Reste que ce statu quo est plutôt fâcheux puisque l’érosion de la biodiversité est devenue une source d’inquiétude…
Drame écologique, drame économique
L’érosion de la biodiversité est un sujet grave qui a longtemps été perçu comme secondaire en comparaison du réchauffement climatique. Pourtant, les scientifiques tirent aujourd’hui la sonnette d’alarme : le rythme actuel de perte d’espèces dû aux activités humaines est « plus de 100 fois supérieur à celui de l’extinction naturelle », selon l’ONU. Le rapport Sukhdev, chargé d’évaluer les coûts économiques du déclin progressif de la biodiversité, estime, quant à lui, que « d’ici 2050, une diminution de 11 % des zones naturelles restantes en 2000 est à craindre. (…) Près de 40 % des terres actuellement exploitées pour des formes d’agriculture peu intensive pourraient être converties en terres d’agriculture intensive, ce qui entrainerait des pertes supplémentaires de biodiversité.
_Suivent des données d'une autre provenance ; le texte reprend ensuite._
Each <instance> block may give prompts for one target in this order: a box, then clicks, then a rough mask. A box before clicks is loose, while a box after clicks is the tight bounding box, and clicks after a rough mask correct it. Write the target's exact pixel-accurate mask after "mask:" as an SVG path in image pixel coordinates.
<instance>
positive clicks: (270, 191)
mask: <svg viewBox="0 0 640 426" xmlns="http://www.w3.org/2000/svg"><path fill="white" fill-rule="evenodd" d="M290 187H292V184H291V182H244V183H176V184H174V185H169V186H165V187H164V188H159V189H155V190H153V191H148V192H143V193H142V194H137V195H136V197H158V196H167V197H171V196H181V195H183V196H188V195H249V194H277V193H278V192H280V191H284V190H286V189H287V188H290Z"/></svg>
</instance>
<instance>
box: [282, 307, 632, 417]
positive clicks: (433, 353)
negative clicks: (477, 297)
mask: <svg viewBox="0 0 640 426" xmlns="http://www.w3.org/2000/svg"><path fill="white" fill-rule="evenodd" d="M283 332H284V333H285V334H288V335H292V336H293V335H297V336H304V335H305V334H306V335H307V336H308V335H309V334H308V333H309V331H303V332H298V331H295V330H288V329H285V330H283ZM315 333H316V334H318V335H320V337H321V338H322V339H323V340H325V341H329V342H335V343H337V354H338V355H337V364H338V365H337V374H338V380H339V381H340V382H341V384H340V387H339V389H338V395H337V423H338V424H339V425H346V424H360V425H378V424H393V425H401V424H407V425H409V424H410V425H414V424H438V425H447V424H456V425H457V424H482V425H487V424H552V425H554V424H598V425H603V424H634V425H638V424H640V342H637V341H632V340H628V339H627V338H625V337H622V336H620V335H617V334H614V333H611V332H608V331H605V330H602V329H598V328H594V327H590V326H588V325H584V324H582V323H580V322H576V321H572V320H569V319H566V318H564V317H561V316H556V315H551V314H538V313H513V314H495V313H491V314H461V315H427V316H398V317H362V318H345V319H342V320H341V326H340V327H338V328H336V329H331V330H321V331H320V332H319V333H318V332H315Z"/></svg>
Enfin, 60 % des récifs coralliens risquent de disparaitre d’ici 2030 du fait de la pêche, des maladies, des espèces allogènes envahissantes et du blanchissement des coraux lié au changement climatique ».
Or 40 % de notre économie dépend directement de la biodiversité (nourriture, eau, fibres, médicaments…). Son érosion signifie donc une perte de services rendus par la nature et représente un péril alimentaire et économique. Ce sont les populations les plus fragiles qui en pâtiront le plus. Voila pourquoi il est tout à fait étrange que les pays du G77, dont certains sont les potentielles premières victimes du déclin de la biodiversité, bloquent l’IBPES, véritable outil de lutte contre tout scénario catastrophe.